Astiyazh Haghighi, 21, and her fiance Amir Mohammad Ahmad, 22, were seen in the clip taking a romantic twirl in front of the Azadi Tower, one of Tehran’s main landmarks.
They were busted in early November because women are not allowed to dance in public in Iran, let alone with a man, Agence France-Presse said.
Haghighi also appeared in the video without a headscarf, in solidarity with protests over the September death of Mahsa Amini, 22, after her arrest for not abiding by strict hijab rules.
Haghighi and her beau were this week each sentenced to 10 1/2 years in prison by a revolutionary court in Tehran, the US-based Human Rights Activists News Agency (HRANA) said.
The couple — both popular on Instagram — were convicted of “encouraging corruption and public prostitution” as well as “gathering with the intention of disrupting national security,” the court stated.
They were also banned from using the internet and from leaving Iran, the reports said.
Sources close to their families said they’d been deprived of lawyers during the court proceedings, AFP said.
Haghighi is reportedly in the notorious Qarchak prison for women outside Tehran, whose conditions are regularly condemned by activists, AFP said.
It was just the latest crackdown on those protesting the regime’s brutality against women that has seen at least 14,000 arrests, according to the United Nations.
In November, just a few months into the brutal crackdown of protests, Volker Türk, the United Nations High Commissioner for Human Rights, said Iran was “now in a full-fledged human rights crisis.”
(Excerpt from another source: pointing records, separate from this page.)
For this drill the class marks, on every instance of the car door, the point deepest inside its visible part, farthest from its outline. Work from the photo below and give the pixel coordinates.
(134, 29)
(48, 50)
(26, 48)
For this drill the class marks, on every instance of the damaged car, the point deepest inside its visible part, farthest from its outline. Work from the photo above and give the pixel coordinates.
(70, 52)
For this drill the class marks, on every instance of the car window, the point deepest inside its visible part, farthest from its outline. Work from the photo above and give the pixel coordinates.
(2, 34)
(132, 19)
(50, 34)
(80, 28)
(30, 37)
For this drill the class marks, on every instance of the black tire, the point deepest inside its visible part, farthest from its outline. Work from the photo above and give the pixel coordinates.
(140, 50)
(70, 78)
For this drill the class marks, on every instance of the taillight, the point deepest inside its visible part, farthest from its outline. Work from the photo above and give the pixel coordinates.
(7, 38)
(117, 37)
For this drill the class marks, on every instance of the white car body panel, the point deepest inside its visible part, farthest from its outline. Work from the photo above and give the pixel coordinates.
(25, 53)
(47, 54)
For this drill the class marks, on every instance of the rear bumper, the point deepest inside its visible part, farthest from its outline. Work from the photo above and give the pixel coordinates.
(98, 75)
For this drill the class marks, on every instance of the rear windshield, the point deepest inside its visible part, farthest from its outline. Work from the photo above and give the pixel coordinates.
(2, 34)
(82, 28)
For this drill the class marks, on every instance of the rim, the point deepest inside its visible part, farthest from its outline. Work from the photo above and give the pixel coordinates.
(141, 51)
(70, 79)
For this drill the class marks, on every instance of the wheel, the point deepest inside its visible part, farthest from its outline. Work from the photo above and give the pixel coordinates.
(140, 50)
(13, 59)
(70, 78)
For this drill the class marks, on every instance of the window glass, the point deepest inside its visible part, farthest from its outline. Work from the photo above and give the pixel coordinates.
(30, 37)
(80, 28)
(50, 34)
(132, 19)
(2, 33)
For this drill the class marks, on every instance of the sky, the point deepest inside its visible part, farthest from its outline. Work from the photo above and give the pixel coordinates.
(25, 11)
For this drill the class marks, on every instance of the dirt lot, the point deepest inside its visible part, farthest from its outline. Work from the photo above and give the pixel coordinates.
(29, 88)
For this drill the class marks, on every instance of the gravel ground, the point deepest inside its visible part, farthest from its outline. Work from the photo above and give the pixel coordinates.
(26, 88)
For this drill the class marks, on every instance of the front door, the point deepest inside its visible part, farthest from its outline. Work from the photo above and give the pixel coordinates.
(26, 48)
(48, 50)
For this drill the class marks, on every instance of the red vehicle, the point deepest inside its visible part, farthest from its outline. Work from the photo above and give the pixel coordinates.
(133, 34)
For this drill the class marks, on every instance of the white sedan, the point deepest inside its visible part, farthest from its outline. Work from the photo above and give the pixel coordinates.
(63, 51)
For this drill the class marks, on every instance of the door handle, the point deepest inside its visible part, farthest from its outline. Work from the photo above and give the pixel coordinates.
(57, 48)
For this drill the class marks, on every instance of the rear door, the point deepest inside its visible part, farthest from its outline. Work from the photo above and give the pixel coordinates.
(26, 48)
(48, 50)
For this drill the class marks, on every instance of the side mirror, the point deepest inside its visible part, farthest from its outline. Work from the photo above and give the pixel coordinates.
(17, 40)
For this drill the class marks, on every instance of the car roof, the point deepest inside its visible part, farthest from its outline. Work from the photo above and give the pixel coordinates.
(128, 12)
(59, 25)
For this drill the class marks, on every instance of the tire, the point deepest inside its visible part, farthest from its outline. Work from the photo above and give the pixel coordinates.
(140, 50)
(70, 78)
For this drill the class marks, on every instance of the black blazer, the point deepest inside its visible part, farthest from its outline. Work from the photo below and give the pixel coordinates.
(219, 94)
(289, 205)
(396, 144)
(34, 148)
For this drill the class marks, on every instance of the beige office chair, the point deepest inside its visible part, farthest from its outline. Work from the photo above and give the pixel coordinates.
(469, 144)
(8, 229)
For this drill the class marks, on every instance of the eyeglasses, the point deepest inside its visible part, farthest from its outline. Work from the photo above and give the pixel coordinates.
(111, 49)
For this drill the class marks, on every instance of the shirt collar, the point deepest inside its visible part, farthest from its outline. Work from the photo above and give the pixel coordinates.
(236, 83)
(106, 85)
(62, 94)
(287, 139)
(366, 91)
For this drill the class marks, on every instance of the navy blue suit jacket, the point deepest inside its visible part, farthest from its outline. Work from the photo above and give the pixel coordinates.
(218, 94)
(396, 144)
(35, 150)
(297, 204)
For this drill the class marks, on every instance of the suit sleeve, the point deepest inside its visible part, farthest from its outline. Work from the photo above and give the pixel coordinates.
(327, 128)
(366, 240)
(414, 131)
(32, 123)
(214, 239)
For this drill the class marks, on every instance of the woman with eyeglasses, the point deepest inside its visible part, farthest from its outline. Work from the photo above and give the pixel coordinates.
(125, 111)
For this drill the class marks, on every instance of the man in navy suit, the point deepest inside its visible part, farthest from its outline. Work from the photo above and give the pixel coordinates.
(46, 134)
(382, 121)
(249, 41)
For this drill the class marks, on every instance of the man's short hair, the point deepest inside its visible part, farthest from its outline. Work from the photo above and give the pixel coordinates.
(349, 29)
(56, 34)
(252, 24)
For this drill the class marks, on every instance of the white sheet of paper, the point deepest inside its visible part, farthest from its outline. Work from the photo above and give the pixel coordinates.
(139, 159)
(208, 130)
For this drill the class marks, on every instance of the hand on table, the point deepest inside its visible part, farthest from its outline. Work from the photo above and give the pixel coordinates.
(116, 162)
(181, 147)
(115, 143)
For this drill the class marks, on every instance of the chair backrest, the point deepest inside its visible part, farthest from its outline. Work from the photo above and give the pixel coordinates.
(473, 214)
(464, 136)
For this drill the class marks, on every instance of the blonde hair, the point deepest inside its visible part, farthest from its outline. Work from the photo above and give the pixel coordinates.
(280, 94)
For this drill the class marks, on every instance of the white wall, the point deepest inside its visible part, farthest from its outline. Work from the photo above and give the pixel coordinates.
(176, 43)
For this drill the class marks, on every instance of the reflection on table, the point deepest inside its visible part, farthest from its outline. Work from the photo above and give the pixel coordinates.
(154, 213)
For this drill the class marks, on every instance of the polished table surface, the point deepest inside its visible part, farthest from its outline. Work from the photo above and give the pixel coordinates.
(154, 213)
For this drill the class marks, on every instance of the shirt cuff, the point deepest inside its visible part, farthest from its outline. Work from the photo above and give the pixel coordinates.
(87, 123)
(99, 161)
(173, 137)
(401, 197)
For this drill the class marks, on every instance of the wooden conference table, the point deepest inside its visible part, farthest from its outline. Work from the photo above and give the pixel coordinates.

The protests, using the slogan #WomanLifeFreedom, started in September when Amini died in the custody of morality police who took her in for “inappropriate attire.”
Authorities say she suffered a heart attack after being taken to a station to be “educated,” but her family said she did not have heart problems and was covered in bruises.
Hundreds of people have been killed in the unrest so far — with some protesters put to death — while thousands more have been arrested, including high-profile journalists and Iranian personalities.
The hijab became mandatory four years after the 1979 revolution established the Islamic Republic of Iran.